Пётр Иванович с минуту прожигал меня взглядом. Кажется, до него начало доходить, кто я на самом деле. Однако я ошибся и потом пожалел, что заикнулся о будущем.

— Вы наконец мне поверили? — с каплей надежды спросил я.

— Обсудим этот вопрос позже. С такими вещами не шутят, — заключил князь, но я на тот момент не понял, что он имеет в виду. Затем он обратился к своему собеседнику, престарелому маркизу. — Разрешите поинтересоваться, ваше сиятельство, кто таков этот несравненный Карло Броски?

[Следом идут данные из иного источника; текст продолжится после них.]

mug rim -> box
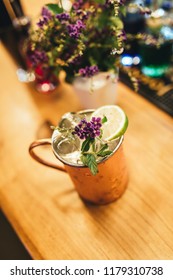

— О, это жемчужина всей итальянской оперы! Настоящее сокровище! Мне про него рассказывал синьор Кванц*, флейтист из Пруссии, весьма талантливый молодой человек. Так вот, он слышал Броски и был в невыразимом восторге. По его словам, «интонация его чиста, дыхательный контроль необычайный, а глотка весьма подвижна, так что он выполняет самые широкие интервалы быстро и с максимальной легкостью и уверенностью. Пассажи и всевозможные мелизмы ему не представляют труда».

Когда высокие гости направились в нашу сторону, дабы поприветствовать графиню, мне показалось, что сердце сейчас наберёт нужную скорость для выхода на орбиту. Я испытывал невыразимую смесь эмоций: волнение, восхищение, страх, обожание, ещё что-то непонятное. Что же будет, когда Мастер начнёт петь? Наверное, я после первой же ноты умру от сердечного приступа, и бедной моей Доменике не придётся вступать в брак с унизительными для неё условиями.

Тем временем Карло Броски подошёл к графине, которая до того обрадовалась, что промокнула уголки глаз платком, и, легко и изящно поклонившись, поцеловал её сморщенную кисть.

— О, синьор Фаринелли! Как мы рады вас видеть! — воскликнула её сиятельство. — Для нас будет большой радостью услышать ваш небесный голос. Чем вы порадуете нас сегодня?

— Благодарю вас, милостивая госпожа. Это большая честь для нас обоих — меня и моего брата, вновь иметь счастье выступать пред вами, — услышал я мягкий голос кристально чистого, словно платина, тембра, и меня затрясло, как самолёт, попавший в зону турбулентности.

Я сидел на диване, в нескольких метрах от настоящей звезды оперной музыки, величайшего из певцов и своего давнего супергероя, и дрожал, как тыквенное желе. Мне просто хотелось провалиться от стыда, хотелось вскочить и броситься перед ним на колени… Но, всё-таки, скомпилировав свои последние здравые мысли, я просто встал и изобразил пусть не особо изящный, но всё же глубокий поклон, чем вызвал недоумение Мастера и волну негодования среди гостей.

Не обращая внимания на экзальтированных аристократов и прочих гостей «с приветом», синьор Фаринелли прошествовал в гримёрную комнату, где планировал, вероятно, загримироваться к предстоящему действу.

Послышались аплодисменты, и на сцену вышел величайший певец всех времён и народов, великолепный Фаринелли. О, только бы сейчас не помереть от восторга! Только бы не лишиться чувств, разума и всех знаний вместе взятых!

Фаринелли, король музыки, повелитель оперы, начал петь. И это поистине было фантастически невероятно. Пожалуй, я никогда не смогу описать того чувства, которое возникло при прослушивании этого нереального голоса. Он пел арию, сочинённую своим братом, которую я имел счастье знать наизусть и слышал в различном исполнении. Но только сейчас я услышал её в том виде, в котором она должна была звучать.

— Son qual na-a-a-ave! Son qual nave ch’aggitata!

Da più scogli in mezzo all’onde

Si confonde! Si confonde! E spaventa-a-a-a-a-ata

Va solcando in alto mar!..

Он пел, что подобен кораблю. Но при первых же нотах я почувствовал, что тоже подобен кораблю, только космическому, который преодолел гравитацию и вышел в космос. Я тоже вышел на орбиту, да, мой Мастер! Мой корабль — в твоих руках, о капитан!